School of Biochemistry and Cell Biology, University College Cork, Cork, T12 K8AF, Ireland.
Small Methods. 2025 Jul;9(7):e2500122. doi: 10.1002/smtd.202500122. Epub 2025 Jun 4.
CRISPR/Cas genome editing technologies enable effective and controlled genetic modifications; however, off-target effects remain a significant concern, particularly in clinical applications. Experimental and in silico methods are developed to predict potential off-target sites (OTS), including deep learning based methods, which can automatically and comprehensively learn sequence features, offer a promising tool for OTS prediction.

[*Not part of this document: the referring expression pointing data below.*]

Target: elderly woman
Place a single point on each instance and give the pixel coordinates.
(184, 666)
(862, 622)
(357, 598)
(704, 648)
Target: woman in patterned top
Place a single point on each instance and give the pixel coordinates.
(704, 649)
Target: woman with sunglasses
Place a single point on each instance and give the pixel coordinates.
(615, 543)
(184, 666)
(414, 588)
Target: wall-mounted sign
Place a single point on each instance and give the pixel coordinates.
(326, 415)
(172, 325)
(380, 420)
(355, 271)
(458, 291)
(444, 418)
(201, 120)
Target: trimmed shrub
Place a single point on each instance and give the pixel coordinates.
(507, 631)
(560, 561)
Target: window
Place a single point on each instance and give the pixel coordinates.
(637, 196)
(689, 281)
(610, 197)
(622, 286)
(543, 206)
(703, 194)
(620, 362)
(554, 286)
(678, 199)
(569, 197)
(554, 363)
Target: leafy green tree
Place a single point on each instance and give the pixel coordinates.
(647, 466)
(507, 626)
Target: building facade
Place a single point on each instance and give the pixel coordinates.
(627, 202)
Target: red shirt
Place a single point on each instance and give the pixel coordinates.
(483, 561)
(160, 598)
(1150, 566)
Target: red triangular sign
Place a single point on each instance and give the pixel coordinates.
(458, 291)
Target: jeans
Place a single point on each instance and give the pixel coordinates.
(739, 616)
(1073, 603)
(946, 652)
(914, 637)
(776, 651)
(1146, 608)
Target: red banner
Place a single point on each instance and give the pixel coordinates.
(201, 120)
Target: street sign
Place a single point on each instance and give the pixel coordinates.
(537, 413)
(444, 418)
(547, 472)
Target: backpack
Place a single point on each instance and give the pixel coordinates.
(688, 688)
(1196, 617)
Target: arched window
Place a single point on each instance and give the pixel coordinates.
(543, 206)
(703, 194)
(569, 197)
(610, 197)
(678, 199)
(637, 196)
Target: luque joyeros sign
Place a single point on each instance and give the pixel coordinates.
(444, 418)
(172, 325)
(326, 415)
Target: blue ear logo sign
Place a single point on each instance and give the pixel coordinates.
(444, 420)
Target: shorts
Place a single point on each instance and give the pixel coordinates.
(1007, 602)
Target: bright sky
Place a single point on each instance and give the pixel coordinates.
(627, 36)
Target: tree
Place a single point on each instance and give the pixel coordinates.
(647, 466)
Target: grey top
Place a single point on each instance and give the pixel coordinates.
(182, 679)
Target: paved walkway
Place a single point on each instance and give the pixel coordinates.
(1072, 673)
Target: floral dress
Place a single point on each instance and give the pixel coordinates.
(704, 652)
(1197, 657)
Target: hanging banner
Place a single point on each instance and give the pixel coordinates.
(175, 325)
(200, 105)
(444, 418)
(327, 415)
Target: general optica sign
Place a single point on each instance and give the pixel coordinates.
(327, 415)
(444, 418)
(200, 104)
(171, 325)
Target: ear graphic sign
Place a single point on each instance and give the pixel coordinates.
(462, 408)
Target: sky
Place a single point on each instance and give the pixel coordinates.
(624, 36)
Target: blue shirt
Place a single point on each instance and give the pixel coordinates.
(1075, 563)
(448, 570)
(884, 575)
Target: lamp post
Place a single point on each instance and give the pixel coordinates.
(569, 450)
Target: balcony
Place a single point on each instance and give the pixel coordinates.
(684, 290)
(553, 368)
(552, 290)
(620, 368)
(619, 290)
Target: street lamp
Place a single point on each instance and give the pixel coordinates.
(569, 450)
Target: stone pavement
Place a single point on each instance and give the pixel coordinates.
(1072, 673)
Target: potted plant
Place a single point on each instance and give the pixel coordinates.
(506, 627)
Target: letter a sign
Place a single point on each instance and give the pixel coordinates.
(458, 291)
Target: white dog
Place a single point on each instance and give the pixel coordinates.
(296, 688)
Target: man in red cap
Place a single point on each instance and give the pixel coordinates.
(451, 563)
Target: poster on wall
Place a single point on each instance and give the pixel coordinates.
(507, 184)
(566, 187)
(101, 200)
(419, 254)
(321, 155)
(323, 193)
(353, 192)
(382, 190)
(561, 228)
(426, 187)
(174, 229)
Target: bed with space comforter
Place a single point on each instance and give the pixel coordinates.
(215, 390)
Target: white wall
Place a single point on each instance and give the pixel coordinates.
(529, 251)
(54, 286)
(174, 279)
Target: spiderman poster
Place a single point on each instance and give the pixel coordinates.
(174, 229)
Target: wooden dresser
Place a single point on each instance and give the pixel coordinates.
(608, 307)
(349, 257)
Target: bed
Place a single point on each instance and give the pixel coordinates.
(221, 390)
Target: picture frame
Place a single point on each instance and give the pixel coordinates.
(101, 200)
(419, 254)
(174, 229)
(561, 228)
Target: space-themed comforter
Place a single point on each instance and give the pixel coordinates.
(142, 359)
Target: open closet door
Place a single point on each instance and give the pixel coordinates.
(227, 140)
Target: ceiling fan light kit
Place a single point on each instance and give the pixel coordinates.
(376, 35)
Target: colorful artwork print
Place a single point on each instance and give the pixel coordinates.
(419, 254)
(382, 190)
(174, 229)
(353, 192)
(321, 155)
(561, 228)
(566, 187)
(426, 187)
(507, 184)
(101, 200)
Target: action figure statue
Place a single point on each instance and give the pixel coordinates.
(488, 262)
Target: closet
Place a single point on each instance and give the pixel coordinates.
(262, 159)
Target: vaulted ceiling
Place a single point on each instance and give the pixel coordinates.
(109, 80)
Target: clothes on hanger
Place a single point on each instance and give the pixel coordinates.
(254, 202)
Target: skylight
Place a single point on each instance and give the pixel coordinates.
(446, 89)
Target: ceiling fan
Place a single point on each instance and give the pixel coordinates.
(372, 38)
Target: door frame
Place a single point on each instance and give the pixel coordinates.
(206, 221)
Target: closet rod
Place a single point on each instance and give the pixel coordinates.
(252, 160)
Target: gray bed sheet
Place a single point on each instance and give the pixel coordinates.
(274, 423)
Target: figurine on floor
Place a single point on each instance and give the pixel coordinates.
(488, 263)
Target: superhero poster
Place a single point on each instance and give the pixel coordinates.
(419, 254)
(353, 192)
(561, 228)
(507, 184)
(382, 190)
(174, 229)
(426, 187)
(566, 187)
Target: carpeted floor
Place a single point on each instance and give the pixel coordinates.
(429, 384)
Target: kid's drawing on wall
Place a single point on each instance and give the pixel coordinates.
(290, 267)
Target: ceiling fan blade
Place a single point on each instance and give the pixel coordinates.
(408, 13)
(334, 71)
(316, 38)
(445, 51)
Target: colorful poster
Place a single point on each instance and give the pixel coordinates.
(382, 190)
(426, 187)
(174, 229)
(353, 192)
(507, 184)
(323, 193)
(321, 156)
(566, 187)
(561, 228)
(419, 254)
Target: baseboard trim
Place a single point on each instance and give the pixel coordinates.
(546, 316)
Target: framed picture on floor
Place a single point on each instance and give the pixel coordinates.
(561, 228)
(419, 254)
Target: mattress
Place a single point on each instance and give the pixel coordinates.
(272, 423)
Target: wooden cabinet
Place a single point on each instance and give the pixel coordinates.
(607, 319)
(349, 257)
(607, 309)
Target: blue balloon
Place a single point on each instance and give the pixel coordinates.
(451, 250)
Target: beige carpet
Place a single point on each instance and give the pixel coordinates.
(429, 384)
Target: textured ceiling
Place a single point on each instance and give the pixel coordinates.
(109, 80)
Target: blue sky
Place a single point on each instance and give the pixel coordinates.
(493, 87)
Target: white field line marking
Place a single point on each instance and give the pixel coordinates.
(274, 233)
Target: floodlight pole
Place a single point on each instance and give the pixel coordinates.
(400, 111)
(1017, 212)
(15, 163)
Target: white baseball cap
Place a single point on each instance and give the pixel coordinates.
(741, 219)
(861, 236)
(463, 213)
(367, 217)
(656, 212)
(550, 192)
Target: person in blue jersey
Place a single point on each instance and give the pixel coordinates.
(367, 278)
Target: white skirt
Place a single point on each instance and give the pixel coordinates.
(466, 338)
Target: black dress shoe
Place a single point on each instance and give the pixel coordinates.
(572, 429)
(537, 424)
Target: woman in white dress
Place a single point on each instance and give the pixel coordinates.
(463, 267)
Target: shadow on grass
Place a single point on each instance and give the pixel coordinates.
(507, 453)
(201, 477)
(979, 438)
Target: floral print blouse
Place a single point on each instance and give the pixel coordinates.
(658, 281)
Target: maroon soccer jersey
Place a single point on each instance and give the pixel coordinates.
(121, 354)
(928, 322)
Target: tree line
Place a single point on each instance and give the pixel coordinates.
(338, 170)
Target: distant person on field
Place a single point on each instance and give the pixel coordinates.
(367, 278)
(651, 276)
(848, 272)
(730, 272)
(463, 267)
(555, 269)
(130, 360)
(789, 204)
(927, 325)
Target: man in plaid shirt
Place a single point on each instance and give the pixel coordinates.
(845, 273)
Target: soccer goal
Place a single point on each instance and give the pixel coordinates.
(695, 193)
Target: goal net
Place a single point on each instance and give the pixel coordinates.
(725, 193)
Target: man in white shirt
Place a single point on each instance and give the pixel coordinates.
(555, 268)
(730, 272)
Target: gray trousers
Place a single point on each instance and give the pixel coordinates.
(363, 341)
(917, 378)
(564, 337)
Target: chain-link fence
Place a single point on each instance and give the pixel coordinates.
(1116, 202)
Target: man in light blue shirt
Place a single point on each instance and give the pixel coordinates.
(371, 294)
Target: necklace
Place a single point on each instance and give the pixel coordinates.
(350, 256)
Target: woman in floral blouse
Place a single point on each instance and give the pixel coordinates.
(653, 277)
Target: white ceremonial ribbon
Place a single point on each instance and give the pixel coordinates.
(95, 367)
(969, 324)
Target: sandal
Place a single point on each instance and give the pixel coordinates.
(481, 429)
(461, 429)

Here, this work reviews the existing OTS prediction tools with an emphasis on deep learning methods, characterizes datasets used for deep learning training and testing, and evaluates six deep learning models -CRISPR-Net, CRISPR-IP, R-CRISPR, CRISPR-M, CrisprDNT, and Crispr-SGRU -using six public datasets and validates OTS data from the CRISPRoffT database. Performance of these models is assessed using standardized metrics, such as Precision, Recall, F1 score, MCC, AUROC and PRAUC. This work finds that incorporating validated OTS datasets into model training enhanced overall model performance, and improved robustness of prediction, particularly with highly imbalanced datasets. While no model consistently outperforms other models across all scenarios, CRISPR-Net, R-CRISPR, and Crispr-SGRU show strong overall performance. This analysis demonstrates the importance of integrating high-quality validated OTS data with advanced deep learning architectures to improve CRISPR/Cas off-target site predictions, ensuring safer genome editing applications.
CRISPR/Cas基因组编辑技术能够实现有效且可控的基因修饰;然而,脱靶效应仍然是一个重大问题,尤其是在临床应用中。人们开发了实验方法和计算机模拟方法来预测潜在的脱靶位点(OTS),包括基于深度学习的方法,这些方法可以自动且全面地学习序列特征,为OTS预测提供了一个有前景的工具。在此,本文回顾了现有的OTS预测工具,重点介绍深度学习方法,对用于深度学习训练和测试的数据集进行了特征描述,并使用六个公共数据集评估了六个深度学习模型——CRISPR-Net、CRISPR-IP、R-CRISPR、CRISPR-M、CrisprDNT和Crispr-SGRU,并验证了来自CRISPRoffT数据库的OTS数据。使用标准化指标(如精确率、召回率、F1分数、马修斯相关系数、曲线下面积和精确召回曲线下面积)评估这些模型的性能。本文发现,将经过验证的OTS数据集纳入模型训练可提高整体模型性能,并增强预测的稳健性,尤其是对于高度不平衡的数据集。虽然没有一个模型在所有情况下都始终优于其他模型,但CRISPR-Net、R-CRISPR和Crispr-SGRU表现出强大的整体性能。该分析表明,将高质量的经过验证的OTS数据与先进的深度学习架构相结合对于改善CRISPR/Cas脱靶位点预测、确保更安全的基因组编辑应用至关重要。